Justice in Employment?

Think the following makes sense? Yes.
Where can it be found? Buchenwald Concentration Camp, Germany

* (1) Everyone has the right to work, to free choice of employment, to just and favourable conditions of work and to protection against unemployment.
* (2) Everyone, without any discrimination, has the right to equal pay for equal work.
* (3) Everyone who works has the right to just and favourable remuneration ensuring for himself and his family an existence worthy of human dignity, and supplemented, if necessary, by other means of social protection.
* (4) Everyone has the right to form and to join trade unions for the protection of his interests.

At the Visitors’ Center in Buchenwald, anyone viewing the site of Nazi atrocities can obtain a free copy of a document called The Universal Declaration of Human Rights.

It is incredibly ironic that in that place of all places, a colleague observed that the message is crystal clear to all but the willfully ignorant.

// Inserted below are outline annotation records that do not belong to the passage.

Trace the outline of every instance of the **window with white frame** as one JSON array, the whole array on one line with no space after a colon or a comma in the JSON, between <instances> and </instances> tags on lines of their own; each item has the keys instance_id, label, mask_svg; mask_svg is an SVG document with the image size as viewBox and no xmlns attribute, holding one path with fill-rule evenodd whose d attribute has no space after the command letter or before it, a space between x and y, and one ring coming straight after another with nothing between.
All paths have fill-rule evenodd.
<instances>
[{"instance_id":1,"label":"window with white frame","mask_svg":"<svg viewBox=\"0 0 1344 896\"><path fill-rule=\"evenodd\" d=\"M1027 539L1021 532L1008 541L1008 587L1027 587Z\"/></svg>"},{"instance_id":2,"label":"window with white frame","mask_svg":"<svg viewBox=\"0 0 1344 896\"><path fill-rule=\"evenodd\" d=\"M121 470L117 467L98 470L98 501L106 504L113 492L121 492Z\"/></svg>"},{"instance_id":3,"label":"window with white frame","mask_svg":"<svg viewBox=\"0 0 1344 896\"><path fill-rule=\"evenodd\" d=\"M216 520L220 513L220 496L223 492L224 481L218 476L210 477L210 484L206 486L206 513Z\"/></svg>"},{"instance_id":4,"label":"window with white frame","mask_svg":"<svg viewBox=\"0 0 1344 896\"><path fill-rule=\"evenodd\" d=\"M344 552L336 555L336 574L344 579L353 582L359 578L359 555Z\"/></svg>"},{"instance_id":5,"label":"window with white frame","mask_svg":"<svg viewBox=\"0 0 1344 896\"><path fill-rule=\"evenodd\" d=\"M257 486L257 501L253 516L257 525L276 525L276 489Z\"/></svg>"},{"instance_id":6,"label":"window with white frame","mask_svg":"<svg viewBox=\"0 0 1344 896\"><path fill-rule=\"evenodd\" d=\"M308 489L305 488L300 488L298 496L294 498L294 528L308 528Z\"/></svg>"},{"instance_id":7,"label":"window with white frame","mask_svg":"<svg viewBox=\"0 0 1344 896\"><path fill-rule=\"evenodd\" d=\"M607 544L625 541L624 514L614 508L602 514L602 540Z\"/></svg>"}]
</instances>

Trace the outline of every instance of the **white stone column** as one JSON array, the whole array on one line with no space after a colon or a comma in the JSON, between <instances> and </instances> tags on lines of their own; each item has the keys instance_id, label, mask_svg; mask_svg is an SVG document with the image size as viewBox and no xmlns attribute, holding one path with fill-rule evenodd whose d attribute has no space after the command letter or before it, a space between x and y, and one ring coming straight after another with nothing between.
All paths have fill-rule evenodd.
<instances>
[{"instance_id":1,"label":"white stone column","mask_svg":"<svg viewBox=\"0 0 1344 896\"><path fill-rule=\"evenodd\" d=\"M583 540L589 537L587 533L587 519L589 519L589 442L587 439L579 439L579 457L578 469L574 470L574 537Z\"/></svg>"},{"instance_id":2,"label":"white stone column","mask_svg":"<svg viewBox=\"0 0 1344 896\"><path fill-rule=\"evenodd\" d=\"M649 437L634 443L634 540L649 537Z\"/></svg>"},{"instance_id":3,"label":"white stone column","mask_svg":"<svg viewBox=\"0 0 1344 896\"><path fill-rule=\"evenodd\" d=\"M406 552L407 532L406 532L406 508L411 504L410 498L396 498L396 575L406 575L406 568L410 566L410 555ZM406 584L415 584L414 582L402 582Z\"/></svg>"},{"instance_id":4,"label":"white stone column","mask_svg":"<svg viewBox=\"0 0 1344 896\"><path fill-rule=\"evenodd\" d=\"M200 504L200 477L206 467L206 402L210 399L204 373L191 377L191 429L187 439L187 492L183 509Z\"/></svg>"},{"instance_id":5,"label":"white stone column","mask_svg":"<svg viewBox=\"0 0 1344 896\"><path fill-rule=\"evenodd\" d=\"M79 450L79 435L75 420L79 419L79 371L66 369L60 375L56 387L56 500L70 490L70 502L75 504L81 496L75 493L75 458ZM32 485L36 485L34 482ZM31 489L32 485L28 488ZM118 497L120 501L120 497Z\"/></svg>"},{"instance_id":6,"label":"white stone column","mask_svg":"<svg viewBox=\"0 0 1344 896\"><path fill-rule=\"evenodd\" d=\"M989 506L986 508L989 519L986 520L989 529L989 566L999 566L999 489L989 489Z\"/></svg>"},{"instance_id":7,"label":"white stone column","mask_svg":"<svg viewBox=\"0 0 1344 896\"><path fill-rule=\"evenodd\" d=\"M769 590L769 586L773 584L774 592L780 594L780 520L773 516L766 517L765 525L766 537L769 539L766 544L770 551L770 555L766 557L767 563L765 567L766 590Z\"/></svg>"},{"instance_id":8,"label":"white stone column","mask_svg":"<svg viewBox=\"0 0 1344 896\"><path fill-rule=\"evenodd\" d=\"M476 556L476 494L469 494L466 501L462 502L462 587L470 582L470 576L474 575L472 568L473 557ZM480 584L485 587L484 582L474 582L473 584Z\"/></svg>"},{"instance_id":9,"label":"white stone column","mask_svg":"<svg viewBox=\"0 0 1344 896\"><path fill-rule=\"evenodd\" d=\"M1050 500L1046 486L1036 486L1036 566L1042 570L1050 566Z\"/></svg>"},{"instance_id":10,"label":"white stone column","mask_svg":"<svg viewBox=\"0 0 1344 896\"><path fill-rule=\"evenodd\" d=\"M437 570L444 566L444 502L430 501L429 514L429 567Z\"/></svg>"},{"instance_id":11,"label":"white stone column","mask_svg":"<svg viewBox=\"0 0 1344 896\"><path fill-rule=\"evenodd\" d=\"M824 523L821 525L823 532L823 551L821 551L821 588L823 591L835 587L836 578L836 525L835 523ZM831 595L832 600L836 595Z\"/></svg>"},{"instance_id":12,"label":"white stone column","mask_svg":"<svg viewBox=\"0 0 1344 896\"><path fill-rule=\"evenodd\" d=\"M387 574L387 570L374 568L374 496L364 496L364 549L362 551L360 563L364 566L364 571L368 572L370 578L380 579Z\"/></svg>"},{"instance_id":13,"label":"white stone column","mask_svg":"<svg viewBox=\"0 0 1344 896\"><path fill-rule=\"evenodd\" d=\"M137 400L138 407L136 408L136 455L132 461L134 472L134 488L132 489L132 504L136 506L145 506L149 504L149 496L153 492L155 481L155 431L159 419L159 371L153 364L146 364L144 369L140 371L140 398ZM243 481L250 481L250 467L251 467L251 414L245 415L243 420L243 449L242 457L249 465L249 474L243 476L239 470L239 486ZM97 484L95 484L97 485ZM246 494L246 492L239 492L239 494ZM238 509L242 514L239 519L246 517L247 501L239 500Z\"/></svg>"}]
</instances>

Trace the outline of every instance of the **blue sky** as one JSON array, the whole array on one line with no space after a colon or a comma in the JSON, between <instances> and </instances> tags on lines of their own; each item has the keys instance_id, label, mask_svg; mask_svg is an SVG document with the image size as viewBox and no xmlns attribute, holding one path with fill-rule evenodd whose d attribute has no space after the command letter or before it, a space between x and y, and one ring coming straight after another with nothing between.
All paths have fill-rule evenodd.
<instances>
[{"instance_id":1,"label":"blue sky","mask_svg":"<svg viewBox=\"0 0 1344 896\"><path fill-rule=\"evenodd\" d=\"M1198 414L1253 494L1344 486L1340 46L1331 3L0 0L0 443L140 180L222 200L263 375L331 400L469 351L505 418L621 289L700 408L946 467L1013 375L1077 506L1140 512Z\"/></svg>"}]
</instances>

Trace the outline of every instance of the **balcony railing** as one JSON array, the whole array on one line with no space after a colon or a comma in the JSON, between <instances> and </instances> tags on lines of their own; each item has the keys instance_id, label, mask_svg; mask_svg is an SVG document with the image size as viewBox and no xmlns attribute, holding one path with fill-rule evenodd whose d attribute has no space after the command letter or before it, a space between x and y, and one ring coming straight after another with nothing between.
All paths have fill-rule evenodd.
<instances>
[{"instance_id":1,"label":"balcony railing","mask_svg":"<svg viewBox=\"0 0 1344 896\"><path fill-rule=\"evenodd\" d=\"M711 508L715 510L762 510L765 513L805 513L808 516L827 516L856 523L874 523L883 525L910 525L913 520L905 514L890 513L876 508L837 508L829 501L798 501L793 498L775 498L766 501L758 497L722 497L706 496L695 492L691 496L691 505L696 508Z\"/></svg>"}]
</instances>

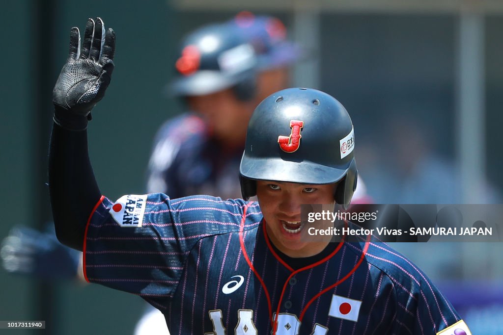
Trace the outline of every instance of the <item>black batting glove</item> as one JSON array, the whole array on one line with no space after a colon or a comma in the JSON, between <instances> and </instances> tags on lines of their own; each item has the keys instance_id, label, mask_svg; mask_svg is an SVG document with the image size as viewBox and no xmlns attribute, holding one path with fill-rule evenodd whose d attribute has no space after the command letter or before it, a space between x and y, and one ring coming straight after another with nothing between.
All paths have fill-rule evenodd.
<instances>
[{"instance_id":1,"label":"black batting glove","mask_svg":"<svg viewBox=\"0 0 503 335\"><path fill-rule=\"evenodd\" d=\"M71 29L68 59L52 91L56 124L68 130L86 129L91 109L110 82L115 51L114 31L105 32L100 18L88 20L81 50L78 28Z\"/></svg>"}]
</instances>

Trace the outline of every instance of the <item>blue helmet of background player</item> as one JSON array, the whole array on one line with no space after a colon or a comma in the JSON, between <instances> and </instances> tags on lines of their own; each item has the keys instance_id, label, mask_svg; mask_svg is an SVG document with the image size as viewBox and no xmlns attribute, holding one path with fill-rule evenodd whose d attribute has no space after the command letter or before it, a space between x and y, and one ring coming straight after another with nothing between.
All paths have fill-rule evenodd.
<instances>
[{"instance_id":1,"label":"blue helmet of background player","mask_svg":"<svg viewBox=\"0 0 503 335\"><path fill-rule=\"evenodd\" d=\"M203 95L232 87L239 99L250 99L255 94L257 61L253 47L228 25L205 26L182 43L172 93Z\"/></svg>"},{"instance_id":2,"label":"blue helmet of background player","mask_svg":"<svg viewBox=\"0 0 503 335\"><path fill-rule=\"evenodd\" d=\"M239 167L243 198L256 195L258 180L340 182L334 198L347 208L356 189L354 145L351 119L331 96L306 88L272 94L248 124Z\"/></svg>"},{"instance_id":3,"label":"blue helmet of background player","mask_svg":"<svg viewBox=\"0 0 503 335\"><path fill-rule=\"evenodd\" d=\"M255 48L259 71L289 66L301 56L299 46L286 39L286 28L277 18L241 12L229 24Z\"/></svg>"}]
</instances>

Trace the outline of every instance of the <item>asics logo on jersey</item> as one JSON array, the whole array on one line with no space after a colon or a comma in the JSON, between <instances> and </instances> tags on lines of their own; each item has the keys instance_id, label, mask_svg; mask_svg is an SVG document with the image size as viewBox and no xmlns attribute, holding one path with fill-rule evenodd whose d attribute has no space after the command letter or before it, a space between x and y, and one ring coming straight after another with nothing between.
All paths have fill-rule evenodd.
<instances>
[{"instance_id":1,"label":"asics logo on jersey","mask_svg":"<svg viewBox=\"0 0 503 335\"><path fill-rule=\"evenodd\" d=\"M243 284L243 282L244 282L244 278L243 278L242 276L239 276L238 275L237 276L233 276L230 278L238 278L239 279L239 281L231 280L229 282L225 284L225 285L223 286L223 287L222 288L222 292L224 294L230 294L231 293L240 287L241 285Z\"/></svg>"},{"instance_id":2,"label":"asics logo on jersey","mask_svg":"<svg viewBox=\"0 0 503 335\"><path fill-rule=\"evenodd\" d=\"M278 137L278 143L280 148L285 152L292 153L297 151L300 145L300 130L304 128L304 122L298 120L292 120L290 122L290 128L292 129L292 133L290 136Z\"/></svg>"}]
</instances>

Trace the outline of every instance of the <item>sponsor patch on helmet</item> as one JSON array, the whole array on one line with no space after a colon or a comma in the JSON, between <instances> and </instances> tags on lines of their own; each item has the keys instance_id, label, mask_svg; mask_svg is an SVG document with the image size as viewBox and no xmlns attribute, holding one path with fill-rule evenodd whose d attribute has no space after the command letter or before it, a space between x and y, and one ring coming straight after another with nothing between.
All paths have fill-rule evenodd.
<instances>
[{"instance_id":1,"label":"sponsor patch on helmet","mask_svg":"<svg viewBox=\"0 0 503 335\"><path fill-rule=\"evenodd\" d=\"M282 150L285 152L292 153L297 151L300 146L300 138L302 137L300 135L300 131L304 128L304 122L291 120L290 128L292 129L290 136L280 135L278 137L278 143Z\"/></svg>"},{"instance_id":2,"label":"sponsor patch on helmet","mask_svg":"<svg viewBox=\"0 0 503 335\"><path fill-rule=\"evenodd\" d=\"M182 51L182 57L178 59L175 67L184 75L192 74L199 68L201 54L197 47L188 45Z\"/></svg>"},{"instance_id":3,"label":"sponsor patch on helmet","mask_svg":"<svg viewBox=\"0 0 503 335\"><path fill-rule=\"evenodd\" d=\"M437 335L471 335L468 326L463 320L460 320L443 330L437 333Z\"/></svg>"},{"instance_id":4,"label":"sponsor patch on helmet","mask_svg":"<svg viewBox=\"0 0 503 335\"><path fill-rule=\"evenodd\" d=\"M236 73L255 66L257 59L253 47L241 44L222 53L218 57L218 65L222 72Z\"/></svg>"},{"instance_id":5,"label":"sponsor patch on helmet","mask_svg":"<svg viewBox=\"0 0 503 335\"><path fill-rule=\"evenodd\" d=\"M353 128L348 135L340 142L341 149L341 159L342 159L353 152L355 149L355 132Z\"/></svg>"},{"instance_id":6,"label":"sponsor patch on helmet","mask_svg":"<svg viewBox=\"0 0 503 335\"><path fill-rule=\"evenodd\" d=\"M110 214L121 227L141 227L146 202L146 194L123 195L112 206Z\"/></svg>"}]
</instances>

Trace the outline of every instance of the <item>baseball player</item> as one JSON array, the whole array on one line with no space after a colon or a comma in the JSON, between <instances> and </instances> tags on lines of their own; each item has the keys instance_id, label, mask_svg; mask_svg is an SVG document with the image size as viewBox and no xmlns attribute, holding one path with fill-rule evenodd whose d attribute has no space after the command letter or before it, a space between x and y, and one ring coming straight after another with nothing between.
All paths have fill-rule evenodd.
<instances>
[{"instance_id":1,"label":"baseball player","mask_svg":"<svg viewBox=\"0 0 503 335\"><path fill-rule=\"evenodd\" d=\"M102 196L86 130L114 68L114 33L102 47L104 31L89 21L79 52L71 30L49 152L56 234L83 251L89 281L141 296L172 334L470 334L386 245L303 239L300 204L346 207L357 180L351 120L322 92L287 89L256 109L240 166L244 199Z\"/></svg>"},{"instance_id":2,"label":"baseball player","mask_svg":"<svg viewBox=\"0 0 503 335\"><path fill-rule=\"evenodd\" d=\"M300 56L285 37L277 19L248 13L199 28L184 39L169 93L193 113L168 120L157 132L149 192L240 196L235 180L247 121L262 100L259 96L287 86L288 67ZM216 47L208 50L204 46L210 40ZM232 63L246 52L247 66L229 72L222 60Z\"/></svg>"}]
</instances>

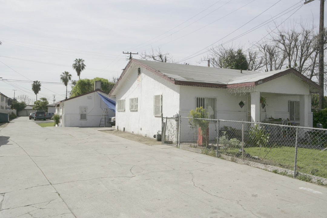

This can be viewed online at this link: http://www.un.org/en/documents/udhr/index.shtml#a23

On December 10, 1948 the General Assembly of the United Nations adopted and proclaimed the Universal Declaration of Human Rights. Following this historic act the Assembly called upon all Member countries to publicize the text of the Declaration and “to cause it to be disseminated, displayed, read and expounded principally in schools and other educational institutions, without distinction based on the political status of countries or territories.”